Give customers accurate and proactive advice about claim processes
Good communication with customers who make a digital claim is key. Your customers need to know what will happen and when it will happen. Any uncertainty will undoubtedly result in unnecessary customer demand and a reduction in the benefit of automated claims processing for the insurer. Digitisation gives insurers the opportunity to provide the customer with automated updates at regular intervals, or at key moments in the claim lifecycle.
Regulation and the use of data for automated processing
Regulation, particularly GDPR, can make it difficult to use certain types of data for automated claims processing. This can be especially true for special category data, or data relating to third parties.

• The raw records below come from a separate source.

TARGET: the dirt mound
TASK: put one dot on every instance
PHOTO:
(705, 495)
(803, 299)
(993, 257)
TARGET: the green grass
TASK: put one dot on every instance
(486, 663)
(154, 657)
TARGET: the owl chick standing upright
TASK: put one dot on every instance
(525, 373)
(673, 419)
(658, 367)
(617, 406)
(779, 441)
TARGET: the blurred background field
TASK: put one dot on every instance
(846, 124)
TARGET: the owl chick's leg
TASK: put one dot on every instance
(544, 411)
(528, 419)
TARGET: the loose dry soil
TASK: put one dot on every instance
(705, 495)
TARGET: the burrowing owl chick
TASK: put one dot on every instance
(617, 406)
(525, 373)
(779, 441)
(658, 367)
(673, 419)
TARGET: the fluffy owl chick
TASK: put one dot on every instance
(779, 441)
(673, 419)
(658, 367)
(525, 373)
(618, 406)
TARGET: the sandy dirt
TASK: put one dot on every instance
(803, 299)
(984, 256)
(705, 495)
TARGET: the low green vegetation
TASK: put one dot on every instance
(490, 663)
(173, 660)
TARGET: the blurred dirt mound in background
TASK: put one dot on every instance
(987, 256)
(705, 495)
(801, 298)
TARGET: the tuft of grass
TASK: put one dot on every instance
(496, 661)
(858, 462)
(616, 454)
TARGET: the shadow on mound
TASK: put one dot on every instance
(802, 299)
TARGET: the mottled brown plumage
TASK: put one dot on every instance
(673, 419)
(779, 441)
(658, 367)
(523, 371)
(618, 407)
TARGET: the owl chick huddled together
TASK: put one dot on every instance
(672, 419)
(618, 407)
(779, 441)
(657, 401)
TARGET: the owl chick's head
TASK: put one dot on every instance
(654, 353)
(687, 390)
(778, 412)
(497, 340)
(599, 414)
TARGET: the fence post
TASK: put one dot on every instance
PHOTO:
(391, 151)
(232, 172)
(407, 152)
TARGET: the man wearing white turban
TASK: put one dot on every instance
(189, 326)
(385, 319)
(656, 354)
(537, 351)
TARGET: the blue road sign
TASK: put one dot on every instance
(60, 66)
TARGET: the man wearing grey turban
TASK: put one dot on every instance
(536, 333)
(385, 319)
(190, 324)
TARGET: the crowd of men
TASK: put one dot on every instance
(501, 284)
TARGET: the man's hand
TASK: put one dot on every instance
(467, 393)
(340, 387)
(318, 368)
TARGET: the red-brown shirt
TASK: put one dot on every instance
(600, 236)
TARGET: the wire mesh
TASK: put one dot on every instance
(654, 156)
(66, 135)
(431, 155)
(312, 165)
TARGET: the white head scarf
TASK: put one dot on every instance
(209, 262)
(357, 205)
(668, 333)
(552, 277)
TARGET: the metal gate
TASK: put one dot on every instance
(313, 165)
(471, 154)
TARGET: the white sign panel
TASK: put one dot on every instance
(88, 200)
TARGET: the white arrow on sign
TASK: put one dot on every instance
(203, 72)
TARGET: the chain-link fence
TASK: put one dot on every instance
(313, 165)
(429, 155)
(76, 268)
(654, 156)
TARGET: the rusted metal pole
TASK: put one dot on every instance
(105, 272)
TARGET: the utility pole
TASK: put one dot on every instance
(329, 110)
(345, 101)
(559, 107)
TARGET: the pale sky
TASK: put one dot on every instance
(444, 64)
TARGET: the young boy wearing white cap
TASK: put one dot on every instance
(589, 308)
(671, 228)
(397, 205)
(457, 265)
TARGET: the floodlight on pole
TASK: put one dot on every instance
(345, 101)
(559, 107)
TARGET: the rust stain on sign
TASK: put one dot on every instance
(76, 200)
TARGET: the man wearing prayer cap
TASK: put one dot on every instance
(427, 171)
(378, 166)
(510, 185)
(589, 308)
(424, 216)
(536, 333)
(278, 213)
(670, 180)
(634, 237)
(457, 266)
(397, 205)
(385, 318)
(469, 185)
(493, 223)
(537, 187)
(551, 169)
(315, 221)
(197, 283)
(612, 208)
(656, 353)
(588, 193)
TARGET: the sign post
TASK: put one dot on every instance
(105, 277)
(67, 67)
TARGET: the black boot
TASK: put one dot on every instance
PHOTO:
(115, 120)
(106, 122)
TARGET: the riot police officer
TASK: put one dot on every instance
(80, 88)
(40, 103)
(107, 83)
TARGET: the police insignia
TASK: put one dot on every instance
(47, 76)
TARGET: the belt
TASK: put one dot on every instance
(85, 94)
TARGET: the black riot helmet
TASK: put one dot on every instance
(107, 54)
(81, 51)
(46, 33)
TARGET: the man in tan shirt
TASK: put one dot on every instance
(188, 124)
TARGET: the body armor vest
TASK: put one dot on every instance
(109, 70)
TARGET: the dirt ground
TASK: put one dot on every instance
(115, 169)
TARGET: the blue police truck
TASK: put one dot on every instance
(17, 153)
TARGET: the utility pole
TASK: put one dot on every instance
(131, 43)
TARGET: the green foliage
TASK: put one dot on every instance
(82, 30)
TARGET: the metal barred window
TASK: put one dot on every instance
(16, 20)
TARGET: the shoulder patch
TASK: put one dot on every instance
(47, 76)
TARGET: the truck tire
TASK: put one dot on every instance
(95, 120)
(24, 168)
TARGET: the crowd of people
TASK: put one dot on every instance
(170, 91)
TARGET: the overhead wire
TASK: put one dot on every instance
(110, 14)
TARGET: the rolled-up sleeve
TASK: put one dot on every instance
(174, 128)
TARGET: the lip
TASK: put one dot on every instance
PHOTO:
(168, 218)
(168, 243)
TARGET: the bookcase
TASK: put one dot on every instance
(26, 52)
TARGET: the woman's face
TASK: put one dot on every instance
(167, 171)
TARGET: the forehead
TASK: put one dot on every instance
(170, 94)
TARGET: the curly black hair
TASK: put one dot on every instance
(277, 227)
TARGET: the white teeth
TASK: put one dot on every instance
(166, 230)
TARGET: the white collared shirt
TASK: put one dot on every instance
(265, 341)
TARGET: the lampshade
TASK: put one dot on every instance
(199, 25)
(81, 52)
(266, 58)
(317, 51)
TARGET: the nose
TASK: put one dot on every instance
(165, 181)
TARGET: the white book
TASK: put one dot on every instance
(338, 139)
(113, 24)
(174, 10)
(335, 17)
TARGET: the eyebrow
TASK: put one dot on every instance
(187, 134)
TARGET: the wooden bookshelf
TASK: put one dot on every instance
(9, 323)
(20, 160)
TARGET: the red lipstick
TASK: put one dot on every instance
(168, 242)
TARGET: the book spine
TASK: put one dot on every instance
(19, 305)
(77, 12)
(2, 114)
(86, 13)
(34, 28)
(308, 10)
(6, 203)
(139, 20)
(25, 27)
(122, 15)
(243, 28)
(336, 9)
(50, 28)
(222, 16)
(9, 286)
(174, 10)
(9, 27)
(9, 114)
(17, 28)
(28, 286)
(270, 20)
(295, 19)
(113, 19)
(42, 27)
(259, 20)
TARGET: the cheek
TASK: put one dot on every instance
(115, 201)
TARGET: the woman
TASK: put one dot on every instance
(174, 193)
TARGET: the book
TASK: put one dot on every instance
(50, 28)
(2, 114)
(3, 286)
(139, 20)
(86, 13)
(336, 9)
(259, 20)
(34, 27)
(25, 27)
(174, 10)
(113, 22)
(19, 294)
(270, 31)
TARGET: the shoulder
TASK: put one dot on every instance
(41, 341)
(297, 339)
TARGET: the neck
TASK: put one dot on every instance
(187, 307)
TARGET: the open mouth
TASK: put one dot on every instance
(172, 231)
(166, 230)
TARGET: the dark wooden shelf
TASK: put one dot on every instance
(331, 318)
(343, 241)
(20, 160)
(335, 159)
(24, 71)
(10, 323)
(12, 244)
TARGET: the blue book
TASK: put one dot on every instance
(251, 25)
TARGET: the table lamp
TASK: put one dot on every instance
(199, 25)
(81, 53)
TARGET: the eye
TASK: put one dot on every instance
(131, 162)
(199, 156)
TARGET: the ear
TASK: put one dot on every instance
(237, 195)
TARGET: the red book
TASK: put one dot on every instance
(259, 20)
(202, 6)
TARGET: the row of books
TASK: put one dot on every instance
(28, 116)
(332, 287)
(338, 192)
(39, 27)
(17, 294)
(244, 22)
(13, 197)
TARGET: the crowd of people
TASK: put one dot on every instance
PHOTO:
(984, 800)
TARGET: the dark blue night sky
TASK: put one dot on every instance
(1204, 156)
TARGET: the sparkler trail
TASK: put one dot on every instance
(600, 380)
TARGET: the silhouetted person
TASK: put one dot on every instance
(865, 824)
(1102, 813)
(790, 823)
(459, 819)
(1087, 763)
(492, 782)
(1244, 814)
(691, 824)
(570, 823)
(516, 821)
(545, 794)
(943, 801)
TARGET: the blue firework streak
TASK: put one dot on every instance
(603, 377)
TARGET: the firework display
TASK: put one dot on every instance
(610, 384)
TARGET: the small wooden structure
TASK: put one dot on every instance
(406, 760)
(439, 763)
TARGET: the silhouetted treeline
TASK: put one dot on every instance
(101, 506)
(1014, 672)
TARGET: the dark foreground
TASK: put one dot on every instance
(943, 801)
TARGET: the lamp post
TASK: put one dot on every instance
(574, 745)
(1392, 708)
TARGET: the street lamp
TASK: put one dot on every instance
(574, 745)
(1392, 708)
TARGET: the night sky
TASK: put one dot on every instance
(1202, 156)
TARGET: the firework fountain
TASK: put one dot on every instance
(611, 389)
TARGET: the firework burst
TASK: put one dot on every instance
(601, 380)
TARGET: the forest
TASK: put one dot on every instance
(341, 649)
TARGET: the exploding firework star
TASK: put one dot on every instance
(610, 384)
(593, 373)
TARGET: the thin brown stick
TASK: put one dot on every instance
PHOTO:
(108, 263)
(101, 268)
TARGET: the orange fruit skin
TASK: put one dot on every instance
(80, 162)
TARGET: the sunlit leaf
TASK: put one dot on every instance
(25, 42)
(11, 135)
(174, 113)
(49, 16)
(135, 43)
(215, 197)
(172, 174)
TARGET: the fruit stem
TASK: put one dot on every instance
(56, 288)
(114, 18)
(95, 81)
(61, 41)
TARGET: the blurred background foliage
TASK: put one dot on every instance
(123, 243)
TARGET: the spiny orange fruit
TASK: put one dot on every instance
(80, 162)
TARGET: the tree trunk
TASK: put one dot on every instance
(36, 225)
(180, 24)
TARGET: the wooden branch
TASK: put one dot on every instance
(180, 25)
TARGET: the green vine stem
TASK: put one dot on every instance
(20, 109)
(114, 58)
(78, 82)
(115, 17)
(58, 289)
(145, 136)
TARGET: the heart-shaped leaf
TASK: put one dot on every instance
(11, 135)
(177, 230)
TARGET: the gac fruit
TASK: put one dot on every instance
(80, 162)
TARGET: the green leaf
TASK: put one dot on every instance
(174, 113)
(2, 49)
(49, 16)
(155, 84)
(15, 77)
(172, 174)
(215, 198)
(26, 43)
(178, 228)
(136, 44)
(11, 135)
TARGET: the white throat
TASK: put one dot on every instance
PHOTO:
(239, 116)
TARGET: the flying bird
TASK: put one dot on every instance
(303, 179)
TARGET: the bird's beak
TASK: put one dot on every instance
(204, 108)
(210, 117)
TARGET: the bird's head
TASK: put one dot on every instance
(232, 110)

While this doesn’t necessarily put the brakes on an insurer’s digital aspiration, it is important to understand:
- What data can and can’t be processed automatically
- How to inform customers of any automated processing that may be taking place
- How they should have the right to review or opt out of any automated decisions
You should consider these points early in the development of automated claims solutions and include robust data protection impact assessment processes. This will avoid any nasty surprises later in the development cycle and help develop a solution that is fit for purpose and meets your customer expectations.
Many customers are wary of insurers, especially at the point of claim, with a belief that the claims process will be long, drawn out, and result in an unfavourable outcome. Claims-process automation gives insurers the opportunity to overturn these expectations, delighting customers with a fast, accurate claim settlement.
By ensuring a holistic approach to automated claims processing, you will be able to maximise opportunities to add value to customers, operate efficiently and develop new and innovative products and services.